In order to raise the round, the duo spent 12 weeks traveling across the country from Bangalore (their HQ) to Delhi, Bombay, Kolkata among other cities in order to "pitch" to investors, and managed to raise about $500,000. Once they banked the money, they went back to the drawing board in order to decide what to do!
They didn't have a working product, nor did they have any revenues, and since the cash was banked, the clock was ticking.
After raising the money, they ended up bloating their team to about 12 members. They hired business development people, developers, engineers, marketing staff, digital interns, and even an HR person to manage the team! They spent another 12-15 weeks designing job descriptions, and roles, conducting interviews, and onboarding people! All the while, at zero revenues.
It is difficult to see where you are going, and what you need to focus on when you dont have money by way of revenue, but by way of equity - staring at you!

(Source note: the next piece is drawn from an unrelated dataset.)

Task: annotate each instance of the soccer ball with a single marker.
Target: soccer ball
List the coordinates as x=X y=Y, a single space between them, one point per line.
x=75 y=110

The founders now realized that in order to show their investors "some progress" every month, they invariably did everything they shouldn't have. They grew the team thinking the product will finally click. Only if it works that way. A good product will fix everything else, but a non-existent product cant fix things on its own. It needs TLC!
Growing a team helps you scale something already present, but they did not have anything to scale in the first place. Employees look at the founders for direction, and the founders were flustered with that ticking clock. Also, a team of 12 plus founders with rent and admin and overheads quickly starts depleting the bank balance.
While there are many explanations of a product-market fit, we think of it in very simple terms. A product-market fit happens when you get more customer calls to inquire about your product, than you calling them to pitch your product. When this happens, the team focus shifts from reaching out to people, to managing the people. You need more customer service people than marketing people. More customer service means customer delight, leading to more retention, leading to lower customer acquisition costs, leading to scale!
And this is why having a product-market fit is essential. The business model develops after you achieve product-market fit.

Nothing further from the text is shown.